Ultimately, Integrion's role could be very significant, said Mr. Dixon. Just as the bank-controlled credit card associations pioneered the move from paper to electronic consumer purchases, Integrion hopes to offer its bank customers a readily available conversion path permitting them to move from bank statements and check writing to conducting transactions electronically.
But it has been through popular software products like Intuit's Quicken and Microsoft's Money that most people have begun to chart the path toward home banking. Until last September, Intuit angered many banks by requiring bank customers using Quicken to connect electronically through the company's payment processing subsidiary.
That policy was dropped when Intuit sold the processor to Checkfree Corp.
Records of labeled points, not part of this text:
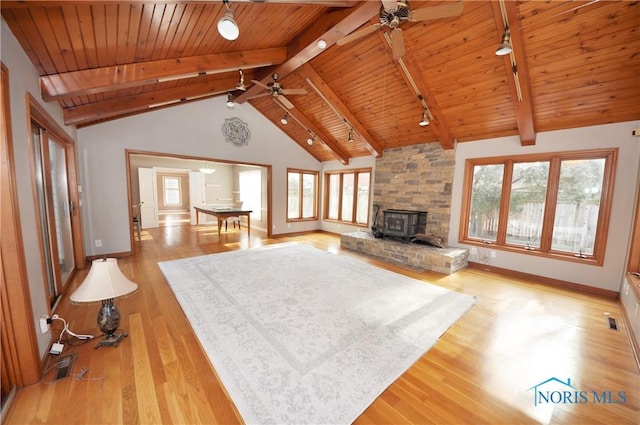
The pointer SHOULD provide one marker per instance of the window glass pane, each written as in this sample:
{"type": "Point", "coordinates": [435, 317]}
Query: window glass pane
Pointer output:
{"type": "Point", "coordinates": [362, 206]}
{"type": "Point", "coordinates": [347, 196]}
{"type": "Point", "coordinates": [578, 206]}
{"type": "Point", "coordinates": [485, 201]}
{"type": "Point", "coordinates": [293, 200]}
{"type": "Point", "coordinates": [334, 195]}
{"type": "Point", "coordinates": [526, 206]}
{"type": "Point", "coordinates": [308, 195]}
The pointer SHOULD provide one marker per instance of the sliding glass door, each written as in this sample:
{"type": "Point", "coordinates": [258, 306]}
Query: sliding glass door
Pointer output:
{"type": "Point", "coordinates": [56, 210]}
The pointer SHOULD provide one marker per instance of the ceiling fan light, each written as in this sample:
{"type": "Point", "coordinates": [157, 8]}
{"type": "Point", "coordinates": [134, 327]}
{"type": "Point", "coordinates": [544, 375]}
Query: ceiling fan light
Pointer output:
{"type": "Point", "coordinates": [230, 103]}
{"type": "Point", "coordinates": [227, 26]}
{"type": "Point", "coordinates": [505, 45]}
{"type": "Point", "coordinates": [425, 119]}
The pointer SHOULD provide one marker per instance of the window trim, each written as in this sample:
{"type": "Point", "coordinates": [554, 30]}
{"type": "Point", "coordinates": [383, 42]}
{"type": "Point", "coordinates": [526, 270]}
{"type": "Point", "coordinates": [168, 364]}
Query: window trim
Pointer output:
{"type": "Point", "coordinates": [316, 178]}
{"type": "Point", "coordinates": [555, 159]}
{"type": "Point", "coordinates": [354, 211]}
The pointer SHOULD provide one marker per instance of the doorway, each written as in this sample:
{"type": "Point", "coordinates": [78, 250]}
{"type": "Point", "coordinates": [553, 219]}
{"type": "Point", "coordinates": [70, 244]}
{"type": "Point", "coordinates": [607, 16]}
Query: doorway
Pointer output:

But officials at Intuit and Microsoft now say that they are working on the same wavelength as the bankers.
"We do business with the same financial institutions that work with Integrion," said Robert L. Crumpler, senior manager of business development at Menlo Park, Calif.-based Intuit. "We are all moving in the same direction."
Indeed, when Intuit agreed to merge its Open Exchange with Microsoft's Open Financial Connectivity in January, officials at both companies said they were yielding to bankers' demands.
And officials at Integrion as well as the software companies promised that the newly christened Open Financial Exchange would be interoperable with Integrion's Gold standard by the fall. They further said that the standards would be merged by 1998 but offered few details.
This would mean that banks could design programs or Web sites that communicated via OFX and would still be understood by Integrion's Gold or vice versa.
"We are working collectively to assure that there is a clear commitment that the differences between them will be resolved," said Matthew Cone, business development manager at Redmond, Wash.-based Microsoft.
But which computer specification will be merged into the other, and who will control it?
Financial industry players make no bones about their desire that Gold should be the standard.
"We start from different points," said Mr. Dixon, referring to the software companies that support OFX, neither of whose personal financial managers are currently supported by NationsBank. "I do feel firmly that we will migrate toward the Gold standard."
"Gold was developed by (financial) industry players for meeting the needs of the industry and the customers," said Maurice St. Jean, senior manager of alternative network development at Royal Bank of Canada, another Integrion owner.
"It is more robust than other standards which are out there, one of which is OFX. The Integrion owners clearly are very committed to the Gold standard; we are all encouraging them to make it Gold," said Mr. St. Jean.
Gold permits banks to offer consumers access not only through the Internet or through personal financial management software but also by telephone and perhaps other devices.
One analyst said Integrion's strong push for Gold meant that many banks may have to sit out the debate until a single standard emerges as victor. That could delay midsize banks' coming to market with home banking programs.
"The banks don't want to back down and let people believe that the software companies are running the show," said Karen Epper, an analyst at Forrester Research in Cambridge, Mass. "It really is a standoff between the two groups."
Technicians close to the two systems say that Gold and OFX use remarkably similar methods for establishing communications between personal computers and bank computers.
Gold differs chiefly in its ability to handle interbank transfers, which could save banks vast sums on transactions between banks that currently must be cleared by both institutions.
Royal Bank of Canada announced that it would work with Integrion and Meca Software to develop the first Gold-enabled version of Meca's Managing Your Money software, to be available this year.